I don't scientifically or morally object to trying to reduce carbon emissions. As we speak, the atmospheric CO2 concentration has reached 412 ppm, which has increased over 30% in my lifetime, and about double(!) the levels typical in the last millennium. This is not a small change in atmospheric composition, and not everyone is going to be happy with the effects, to say the least.
Air transportation represents only 9% of the CO2 emissions of the transportation sector, which is in its entirety 29% of anthropoogenic global carbon emissions. (Electricity generation and industry, along with transportation, are the bulk of anthropogenic carbon emissions.) So, if you are interested in limiting CO2 generation, at least dig where there's taters. Ground transportation, electrical generation, and certain industrial processes are the largest contributors. Increasing efficiencies in these sectors would go a long way alone toward making progress. But logic is not strength of many social systems.

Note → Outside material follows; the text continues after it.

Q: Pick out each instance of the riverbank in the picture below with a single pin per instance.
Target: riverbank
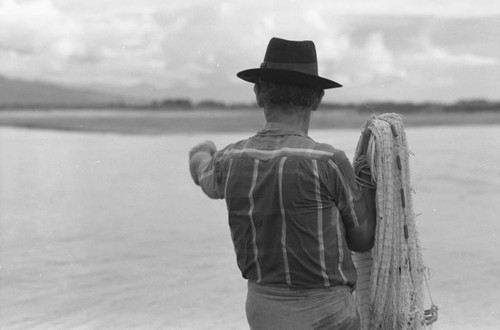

My former place of work (a place of logic) has a carbon-neutral policy goal (admirable) but goes about it in a strange way: disdaining air travel while buying buying carbon offsets, etc., while sending gasoline-powered buses, delivery, and service vehicles around the grounds. As as scientist, this kind of half-serious policy logic defies me. When we get really serious about digging where there's taters, I'll consider whether or not my Grumman (or flying on an airline) is a significant environmental problem.